16. La société Gan assurances IARD est, par suite, seulement fondée à demander qu'une somme de 19 434,40 euros, correspondant à la quote-part des frais d'expertise relatifs à la propriété des époux F..., soit mise à la charge solidaire du syndicat intercommunal d'eau potable du Santerre et de la société nantaise des eaux services. Cette somme sera assortie des intérêts au taux légal à compter du 20 octobre 2015, date d'introduction de la demande devant le tribunal administratif d'Amiens. La société Gan Assurance est également fondée à demander la capitalisation de ces intérêts à compter du 20 octobre 2016, date à laquelle a été due pour la première fois une année d'intérêts, ainsi qu'à chaque échéance annuelle.

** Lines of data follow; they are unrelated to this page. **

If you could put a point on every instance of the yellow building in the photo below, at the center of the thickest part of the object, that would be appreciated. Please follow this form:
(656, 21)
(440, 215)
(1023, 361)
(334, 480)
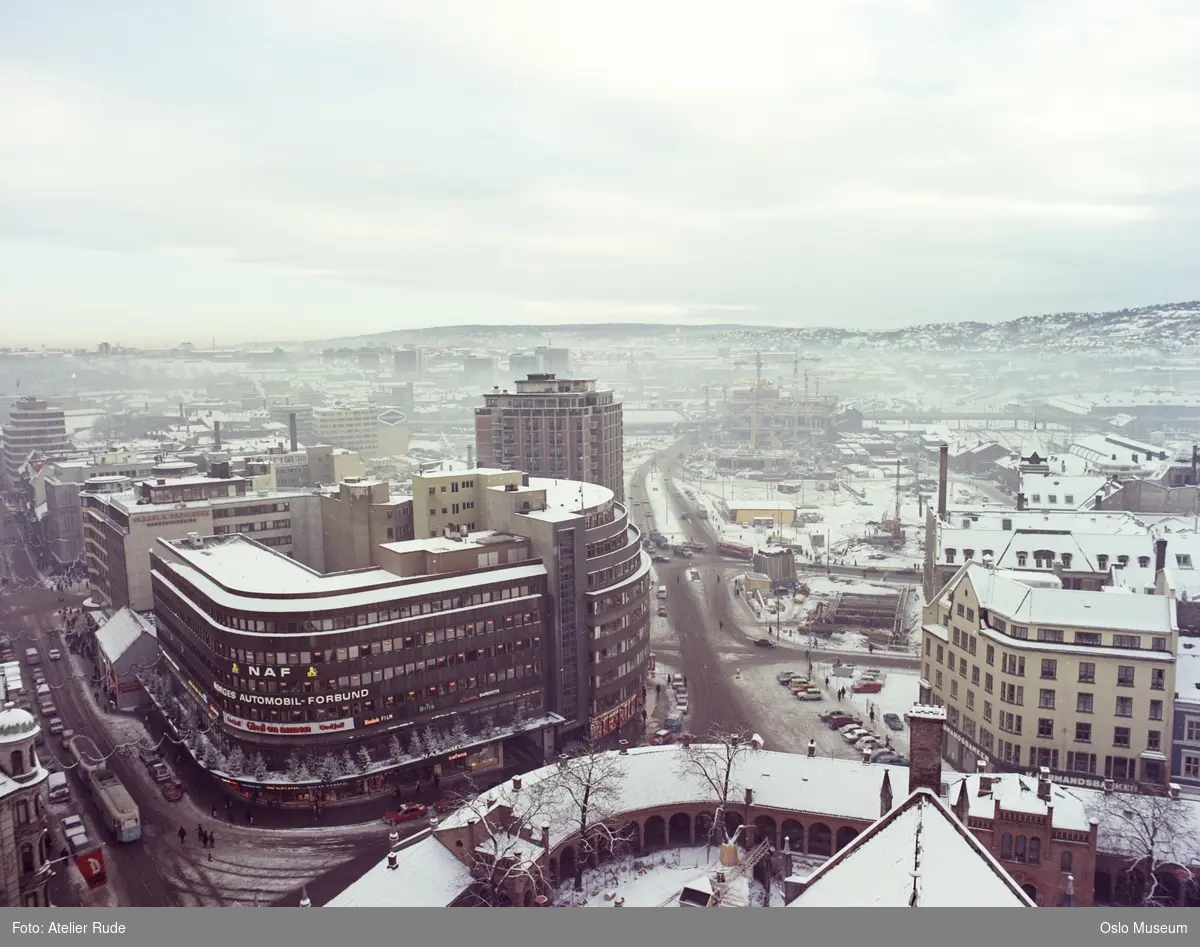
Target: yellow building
(779, 513)
(1033, 675)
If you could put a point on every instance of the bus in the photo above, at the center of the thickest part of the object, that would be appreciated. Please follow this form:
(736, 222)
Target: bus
(117, 807)
(735, 550)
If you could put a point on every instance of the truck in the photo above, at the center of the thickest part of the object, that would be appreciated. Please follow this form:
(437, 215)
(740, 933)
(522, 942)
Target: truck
(117, 808)
(735, 550)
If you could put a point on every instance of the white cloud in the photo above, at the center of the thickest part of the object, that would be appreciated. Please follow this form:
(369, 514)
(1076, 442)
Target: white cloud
(570, 156)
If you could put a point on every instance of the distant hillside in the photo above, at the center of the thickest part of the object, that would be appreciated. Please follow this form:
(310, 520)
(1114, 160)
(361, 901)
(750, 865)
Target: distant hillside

Sur les frais liés à l'instance :
17. Considérant qu'il n'y a pas lieu de faire droit, dans les circonstances de l'espèce, aux conclusions présentées par la société Gan Assurances IARD, la société nantaise des eaux services, le syndicat intercommunal d'eau potable du Santerre et la société Saur sur le fondement des dispositions de l'article L. 761-1 du code de justice administrative.
DÉCIDE :
Article 1er : L'indemnité de 38 395 euros que le syndicat intercommunal d'eau potable du Santerre et la société nantaise des eaux services ont été solidairement condamnés à verser à la société Gan assurances IARD par l'article 2 du jugement du tribunal administratif d'Amiens est portée à la somme de 172 764 euros.
Article 2 : Le syndicat intercommunal d'eau potable du Santerre et la société nantaise des eaux services sont solidairement condamnés à verser à la société Gan assurances IARD la somme de 19 434,40 euros en remboursement des frais de l'expertise diligentée par le tribunal de grande instance de Péronne. Cette somme portera intérêts au taux légal à compter du 20 octobre 2015. Les intérêts seront capitalisés à compter du 20 octobre 2016, ainsi qu'à chaque échéance annuelle à compter de cette date.
Article 3 : Le surplus des conclusions des parties est rejeté.
Article 4 : Le jugement n°1503089 du 15 mai 2018 du tribunal administratif d'Amiens est réformé en ce qu'il a de contraire au présent arrêt.
Article 5 : Le présent arrêt sera notifié à la société Gan Assurances IARD, au syndicat intercommunal d'eau potable du Santerre, à la société nantaise des eaux services et à la société d'aménagement urbain et rural.